Roanoke County's Chairman Lee Eddy said no to an outright gift, but responded with a letter proposing "the possibility of shared ownership, control and revenues."

Salem took that as a no.

"They weren't in a position to participate," Taliaferro said. So council decided to "just go ahead and do it."

Involving the business community never was a consideration.

"If we got all those people involved, we wouldn't have dug the first ditch," Tarpley said.

But being a stadium's primary investor was a dubious honor localities elsewhere didn't want.

In Durham, a city councilman lobbied hard to persuade professional basketball star Michael Jordan to chip in $750,000 to name the stadium in honor of his late father.

When that didn't work, the Bulls' owner, who initially had agreed to chip in $400,000, upped his ante to $3 million. But that $3 million went toward parking, completing skyboxes and other amenities, not the stadium's $16.1 million cost.

The folks in Hickory put price tags on almost everything to raise money for the $5 million stadium. They sold plaques on the backs of seats, paver bricks and, for a couple of hundred thousand dollars, the rights to naming the stadium.
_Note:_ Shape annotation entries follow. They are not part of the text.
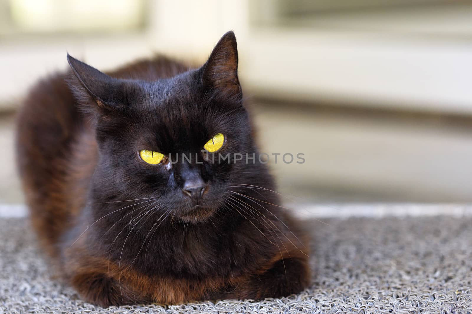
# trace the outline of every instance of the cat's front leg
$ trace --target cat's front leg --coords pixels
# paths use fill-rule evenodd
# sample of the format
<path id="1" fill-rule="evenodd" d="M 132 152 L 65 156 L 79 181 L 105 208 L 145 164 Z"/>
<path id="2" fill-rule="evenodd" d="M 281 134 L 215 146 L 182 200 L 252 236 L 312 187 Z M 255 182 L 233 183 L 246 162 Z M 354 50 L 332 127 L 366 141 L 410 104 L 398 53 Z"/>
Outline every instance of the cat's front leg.
<path id="1" fill-rule="evenodd" d="M 286 297 L 308 287 L 311 280 L 306 260 L 283 258 L 265 272 L 252 276 L 248 292 L 252 295 L 252 298 L 256 299 Z"/>
<path id="2" fill-rule="evenodd" d="M 151 301 L 141 291 L 100 272 L 76 274 L 71 283 L 86 301 L 103 307 Z"/>

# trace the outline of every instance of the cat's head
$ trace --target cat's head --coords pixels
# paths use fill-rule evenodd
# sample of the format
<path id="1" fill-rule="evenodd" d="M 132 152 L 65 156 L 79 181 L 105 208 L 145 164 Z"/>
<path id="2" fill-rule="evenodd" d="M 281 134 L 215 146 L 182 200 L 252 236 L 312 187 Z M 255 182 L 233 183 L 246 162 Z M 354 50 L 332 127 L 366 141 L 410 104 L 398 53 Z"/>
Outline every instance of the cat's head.
<path id="1" fill-rule="evenodd" d="M 257 152 L 232 32 L 201 68 L 153 81 L 113 78 L 67 59 L 80 105 L 95 121 L 95 198 L 138 199 L 143 203 L 140 206 L 149 202 L 156 210 L 196 223 L 224 205 L 228 184 L 257 175 L 248 169 L 253 161 L 245 158 Z M 235 162 L 235 153 L 244 158 Z"/>

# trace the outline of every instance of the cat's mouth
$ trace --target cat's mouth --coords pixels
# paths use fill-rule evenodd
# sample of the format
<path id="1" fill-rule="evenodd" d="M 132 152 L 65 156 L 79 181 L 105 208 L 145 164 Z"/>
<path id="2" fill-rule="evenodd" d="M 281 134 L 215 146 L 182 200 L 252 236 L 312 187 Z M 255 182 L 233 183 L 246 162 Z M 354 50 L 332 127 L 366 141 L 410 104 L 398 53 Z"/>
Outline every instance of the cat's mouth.
<path id="1" fill-rule="evenodd" d="M 180 218 L 186 222 L 194 223 L 205 221 L 215 213 L 215 210 L 201 205 L 195 205 L 185 212 L 181 214 Z"/>

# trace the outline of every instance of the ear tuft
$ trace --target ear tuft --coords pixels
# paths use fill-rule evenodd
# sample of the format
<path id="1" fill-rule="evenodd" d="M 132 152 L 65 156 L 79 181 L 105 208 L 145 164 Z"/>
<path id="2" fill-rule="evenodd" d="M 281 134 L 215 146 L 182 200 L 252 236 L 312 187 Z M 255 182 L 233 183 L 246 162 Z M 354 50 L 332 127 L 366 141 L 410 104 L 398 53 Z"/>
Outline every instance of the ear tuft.
<path id="1" fill-rule="evenodd" d="M 232 94 L 241 93 L 237 77 L 237 46 L 232 31 L 223 35 L 203 66 L 202 82 Z"/>
<path id="2" fill-rule="evenodd" d="M 81 99 L 91 97 L 101 109 L 114 110 L 127 106 L 130 86 L 121 80 L 110 77 L 67 54 L 67 61 L 78 81 L 71 80 L 75 94 Z M 82 89 L 83 90 L 81 90 Z M 84 89 L 84 90 L 83 90 Z M 84 93 L 90 97 L 82 95 Z"/>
Their tactics brought in half the stadium's funding, making the city's share only $1.8 million. The owner made up the difference.

In the case of Bowie, Md., "it was pretty obvious that no one entity was willing to do it all," said Bob Archiprete, chief of park and planning in Bowie. "But if everyone shared in the cost, it would be a more viable way to do it."
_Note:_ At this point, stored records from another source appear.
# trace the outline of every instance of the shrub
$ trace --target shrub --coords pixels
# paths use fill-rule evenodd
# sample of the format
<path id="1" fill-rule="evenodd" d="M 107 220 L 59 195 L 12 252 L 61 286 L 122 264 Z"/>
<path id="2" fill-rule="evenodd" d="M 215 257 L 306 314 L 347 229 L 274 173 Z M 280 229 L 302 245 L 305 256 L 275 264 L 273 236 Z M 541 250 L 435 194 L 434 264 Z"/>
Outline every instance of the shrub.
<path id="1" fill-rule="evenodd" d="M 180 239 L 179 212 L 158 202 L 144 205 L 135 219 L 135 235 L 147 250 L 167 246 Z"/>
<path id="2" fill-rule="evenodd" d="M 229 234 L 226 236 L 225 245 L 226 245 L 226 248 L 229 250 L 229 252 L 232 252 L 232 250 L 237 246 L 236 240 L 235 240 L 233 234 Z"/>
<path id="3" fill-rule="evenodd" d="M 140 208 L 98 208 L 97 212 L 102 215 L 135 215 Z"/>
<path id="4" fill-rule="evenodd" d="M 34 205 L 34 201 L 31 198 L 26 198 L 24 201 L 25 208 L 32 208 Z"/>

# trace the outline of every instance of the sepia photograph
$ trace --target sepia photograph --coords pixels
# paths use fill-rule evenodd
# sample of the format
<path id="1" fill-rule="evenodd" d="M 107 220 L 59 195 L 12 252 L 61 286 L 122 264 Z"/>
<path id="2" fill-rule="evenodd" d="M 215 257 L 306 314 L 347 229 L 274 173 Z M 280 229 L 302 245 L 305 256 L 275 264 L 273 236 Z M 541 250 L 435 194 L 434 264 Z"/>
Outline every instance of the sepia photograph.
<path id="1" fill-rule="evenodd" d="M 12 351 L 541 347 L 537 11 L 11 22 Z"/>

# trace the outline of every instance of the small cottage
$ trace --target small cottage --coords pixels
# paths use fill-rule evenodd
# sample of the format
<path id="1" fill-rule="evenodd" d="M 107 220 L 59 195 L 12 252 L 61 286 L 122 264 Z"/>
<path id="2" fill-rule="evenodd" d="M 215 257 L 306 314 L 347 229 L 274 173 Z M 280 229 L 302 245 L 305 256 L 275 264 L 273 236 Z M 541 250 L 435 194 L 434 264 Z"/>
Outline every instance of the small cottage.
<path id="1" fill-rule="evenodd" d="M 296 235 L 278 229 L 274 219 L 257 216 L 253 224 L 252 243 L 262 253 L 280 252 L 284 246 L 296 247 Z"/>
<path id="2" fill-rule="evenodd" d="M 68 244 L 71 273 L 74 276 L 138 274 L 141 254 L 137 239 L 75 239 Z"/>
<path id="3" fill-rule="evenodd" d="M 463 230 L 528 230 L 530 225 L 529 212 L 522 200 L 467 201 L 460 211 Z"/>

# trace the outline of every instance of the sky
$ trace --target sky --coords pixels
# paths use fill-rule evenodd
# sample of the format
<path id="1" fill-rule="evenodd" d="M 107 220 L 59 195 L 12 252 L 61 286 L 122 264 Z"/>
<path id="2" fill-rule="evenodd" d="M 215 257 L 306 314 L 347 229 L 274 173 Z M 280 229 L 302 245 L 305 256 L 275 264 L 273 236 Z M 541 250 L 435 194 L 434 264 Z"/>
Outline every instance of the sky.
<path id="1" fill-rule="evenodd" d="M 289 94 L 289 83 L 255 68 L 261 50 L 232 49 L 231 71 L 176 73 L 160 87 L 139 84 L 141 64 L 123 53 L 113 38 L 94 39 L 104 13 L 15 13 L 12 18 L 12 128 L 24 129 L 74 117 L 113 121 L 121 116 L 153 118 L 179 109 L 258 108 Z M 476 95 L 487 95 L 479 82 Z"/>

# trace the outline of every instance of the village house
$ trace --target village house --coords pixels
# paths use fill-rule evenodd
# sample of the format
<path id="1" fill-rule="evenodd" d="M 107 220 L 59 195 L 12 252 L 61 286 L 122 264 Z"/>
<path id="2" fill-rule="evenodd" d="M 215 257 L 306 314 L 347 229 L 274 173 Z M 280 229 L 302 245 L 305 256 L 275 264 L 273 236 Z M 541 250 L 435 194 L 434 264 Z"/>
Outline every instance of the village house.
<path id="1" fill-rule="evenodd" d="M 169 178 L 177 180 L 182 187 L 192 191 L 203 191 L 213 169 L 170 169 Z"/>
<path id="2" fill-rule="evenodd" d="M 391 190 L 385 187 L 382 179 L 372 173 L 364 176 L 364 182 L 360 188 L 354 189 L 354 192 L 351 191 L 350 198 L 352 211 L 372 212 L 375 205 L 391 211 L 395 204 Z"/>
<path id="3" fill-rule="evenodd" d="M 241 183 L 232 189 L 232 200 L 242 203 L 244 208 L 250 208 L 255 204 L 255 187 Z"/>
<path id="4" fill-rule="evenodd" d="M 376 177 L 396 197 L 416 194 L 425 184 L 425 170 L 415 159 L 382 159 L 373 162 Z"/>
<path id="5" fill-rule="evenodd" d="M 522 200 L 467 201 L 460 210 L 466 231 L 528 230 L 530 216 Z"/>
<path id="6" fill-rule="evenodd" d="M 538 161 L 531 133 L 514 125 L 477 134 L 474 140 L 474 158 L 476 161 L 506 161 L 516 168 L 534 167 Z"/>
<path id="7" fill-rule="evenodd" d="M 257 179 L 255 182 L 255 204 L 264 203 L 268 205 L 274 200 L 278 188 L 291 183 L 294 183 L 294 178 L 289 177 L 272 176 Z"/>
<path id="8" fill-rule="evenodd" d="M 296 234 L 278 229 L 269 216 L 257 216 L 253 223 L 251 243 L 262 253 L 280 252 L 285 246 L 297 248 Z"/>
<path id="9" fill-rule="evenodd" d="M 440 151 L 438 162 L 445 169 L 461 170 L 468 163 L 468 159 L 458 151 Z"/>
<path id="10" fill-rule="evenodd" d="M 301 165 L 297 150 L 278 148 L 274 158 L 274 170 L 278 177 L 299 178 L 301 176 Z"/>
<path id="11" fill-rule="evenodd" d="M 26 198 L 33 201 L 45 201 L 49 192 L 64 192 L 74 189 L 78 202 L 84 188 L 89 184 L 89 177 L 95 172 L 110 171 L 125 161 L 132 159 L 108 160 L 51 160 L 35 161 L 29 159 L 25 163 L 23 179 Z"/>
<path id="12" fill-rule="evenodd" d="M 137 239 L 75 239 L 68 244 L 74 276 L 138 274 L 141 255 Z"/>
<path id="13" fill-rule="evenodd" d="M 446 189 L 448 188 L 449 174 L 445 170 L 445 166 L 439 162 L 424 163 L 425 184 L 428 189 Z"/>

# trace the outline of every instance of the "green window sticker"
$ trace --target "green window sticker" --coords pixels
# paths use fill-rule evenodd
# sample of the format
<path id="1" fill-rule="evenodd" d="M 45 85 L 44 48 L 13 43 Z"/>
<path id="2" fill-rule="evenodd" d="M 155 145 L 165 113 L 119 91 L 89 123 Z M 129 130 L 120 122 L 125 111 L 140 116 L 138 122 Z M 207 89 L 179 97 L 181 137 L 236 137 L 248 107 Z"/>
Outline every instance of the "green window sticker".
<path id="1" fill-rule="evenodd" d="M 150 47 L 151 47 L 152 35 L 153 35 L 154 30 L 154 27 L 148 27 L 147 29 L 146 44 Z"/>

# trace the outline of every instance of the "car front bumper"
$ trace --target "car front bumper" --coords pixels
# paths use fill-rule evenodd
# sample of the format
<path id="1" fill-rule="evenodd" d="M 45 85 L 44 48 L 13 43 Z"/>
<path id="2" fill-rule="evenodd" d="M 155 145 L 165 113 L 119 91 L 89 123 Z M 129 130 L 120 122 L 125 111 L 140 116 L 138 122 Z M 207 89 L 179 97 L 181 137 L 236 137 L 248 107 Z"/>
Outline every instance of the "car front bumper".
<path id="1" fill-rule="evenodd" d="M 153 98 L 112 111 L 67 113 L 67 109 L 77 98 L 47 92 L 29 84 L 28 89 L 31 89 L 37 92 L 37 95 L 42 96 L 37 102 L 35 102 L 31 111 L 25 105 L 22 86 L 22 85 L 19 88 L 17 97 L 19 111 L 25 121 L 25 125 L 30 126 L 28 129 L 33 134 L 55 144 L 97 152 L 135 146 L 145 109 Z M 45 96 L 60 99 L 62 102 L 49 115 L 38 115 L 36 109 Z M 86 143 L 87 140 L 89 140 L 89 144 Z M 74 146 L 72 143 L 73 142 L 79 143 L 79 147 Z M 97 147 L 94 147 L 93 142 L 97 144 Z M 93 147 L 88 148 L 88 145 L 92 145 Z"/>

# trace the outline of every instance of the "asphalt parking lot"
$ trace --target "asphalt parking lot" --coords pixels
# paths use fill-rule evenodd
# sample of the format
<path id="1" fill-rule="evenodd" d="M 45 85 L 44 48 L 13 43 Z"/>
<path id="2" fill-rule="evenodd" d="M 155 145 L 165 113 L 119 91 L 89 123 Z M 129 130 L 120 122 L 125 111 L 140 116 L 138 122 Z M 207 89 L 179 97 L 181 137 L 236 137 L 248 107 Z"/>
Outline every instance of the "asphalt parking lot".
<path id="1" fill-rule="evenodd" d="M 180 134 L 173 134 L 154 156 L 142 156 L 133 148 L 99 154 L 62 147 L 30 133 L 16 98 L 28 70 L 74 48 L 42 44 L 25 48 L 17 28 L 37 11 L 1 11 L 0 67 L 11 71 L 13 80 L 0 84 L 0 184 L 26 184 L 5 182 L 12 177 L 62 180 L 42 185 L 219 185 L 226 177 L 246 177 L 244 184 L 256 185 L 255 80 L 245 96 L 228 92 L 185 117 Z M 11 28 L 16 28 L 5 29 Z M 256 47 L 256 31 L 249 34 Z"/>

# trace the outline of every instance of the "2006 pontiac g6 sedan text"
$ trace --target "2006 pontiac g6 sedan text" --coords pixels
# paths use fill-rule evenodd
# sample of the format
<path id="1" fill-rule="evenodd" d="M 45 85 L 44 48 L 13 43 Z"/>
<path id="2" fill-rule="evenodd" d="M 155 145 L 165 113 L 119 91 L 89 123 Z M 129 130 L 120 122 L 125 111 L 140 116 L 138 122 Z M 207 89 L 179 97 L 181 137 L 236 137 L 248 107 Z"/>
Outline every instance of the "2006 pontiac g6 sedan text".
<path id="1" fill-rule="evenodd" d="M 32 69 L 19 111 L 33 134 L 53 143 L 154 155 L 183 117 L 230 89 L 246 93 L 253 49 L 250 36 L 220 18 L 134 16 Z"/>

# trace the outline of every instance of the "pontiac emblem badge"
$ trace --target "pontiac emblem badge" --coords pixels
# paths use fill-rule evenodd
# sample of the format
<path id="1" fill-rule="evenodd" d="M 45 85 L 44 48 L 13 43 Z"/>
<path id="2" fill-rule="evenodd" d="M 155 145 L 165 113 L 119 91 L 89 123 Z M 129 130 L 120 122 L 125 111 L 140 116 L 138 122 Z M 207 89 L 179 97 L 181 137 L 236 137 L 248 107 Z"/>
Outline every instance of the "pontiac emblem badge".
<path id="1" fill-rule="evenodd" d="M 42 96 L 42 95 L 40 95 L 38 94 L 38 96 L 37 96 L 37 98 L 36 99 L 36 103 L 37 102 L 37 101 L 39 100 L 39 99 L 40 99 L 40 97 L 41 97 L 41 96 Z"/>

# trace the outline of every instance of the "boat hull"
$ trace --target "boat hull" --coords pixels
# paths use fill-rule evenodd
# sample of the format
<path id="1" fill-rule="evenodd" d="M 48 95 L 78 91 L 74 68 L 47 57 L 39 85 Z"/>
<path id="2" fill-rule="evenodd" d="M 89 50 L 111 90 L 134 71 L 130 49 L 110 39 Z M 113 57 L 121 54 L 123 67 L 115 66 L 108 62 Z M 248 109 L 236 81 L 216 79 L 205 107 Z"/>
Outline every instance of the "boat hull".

For the $11 million stadium, that meant the state, county and the owners splitting the cost, with the owners picking up the tab for the $2 million overrun.

By spreading out the investment, "it relieves the burden on the city or state, all the way down to the taxpayers," said Lupton, who doubles as Bowie's general manager.

That's especially important when building a stadium, because it's a difficult investment to recoup - so difficult that Tarpley, who's also a banker, said, "I don't think the city could ever get its monies back for" the stadium.

Most localities don't. Stadiums are like civic centers in that regard: they are quality-of-life investments and not perceived as moneymakers, Tarpley said.

The lease agreements that localities have with minor league owners reflect that. Those agreements dictate average annual rental payments of about $150,000. Salem's lease, which calls for team owner Kelvin Bowles to purchase the stadium's scoreboard, is on the low end of that scale.

Salem is expecting to generate anywhere from $60,000 to $80,000 annually from its deal with the Avalanche, and that includes the city's cut of proceeds from skybox rentals, Salem Finance Director Frank Turk said.

Typically, that money pays for the stadium's maintenance and upkeep, not the mortgage payments on the loans used to finance them.

That's what makes the deals struck with the Piedmont Phillies in Kannapolis and the Norfolk Tides so unusual.

In both cases, local governments figured out a way to make the team pay for the stadium.

In Norfolk, the city fronted the $15 million necessary to build its 12,000-seat stadium, but, in 20 years, the team's annual payment of $1 million will have more than repaid the city for its initial investment.

The Piedmont Phillies' deal mirrors Norfolk's, but on a smaller scale.

It works like this: The sports authority gets a flat $35,000 a year, a cut of concessions, a percentage of parking and 50 cents on each ticket sold.

Under that arrangement, if the stadium has an annual attendance of 160,000 - that's 2,200 of the stadium's 4,700 seats filled at each of its home games - the local government will have $3 million of its $4 million investment back in 15 years.

"Taxpayers saw no impact from it. No bond was floated, and taxes weren't raised," Swallow said.

That sentiment has a familiar ring in Salem. Salem councilmen have been making a similar argument since the stadium's bids came in high.

"The referendum said we'd borrow $5 million and wouldn't raise taxes. We haven't had a tax increase, and we haven't borrowed more money. That's what I was concerned about," Brown said. "We've been proven right in the past, and I hope we'll be proven right again."

Tarpley is confident that will happen on the stadium's thrice-delayed opening day.

"Everybody is lambasting us now, but they'll get over it once they walk in" Salem Memorial Stadium, Tarpley said.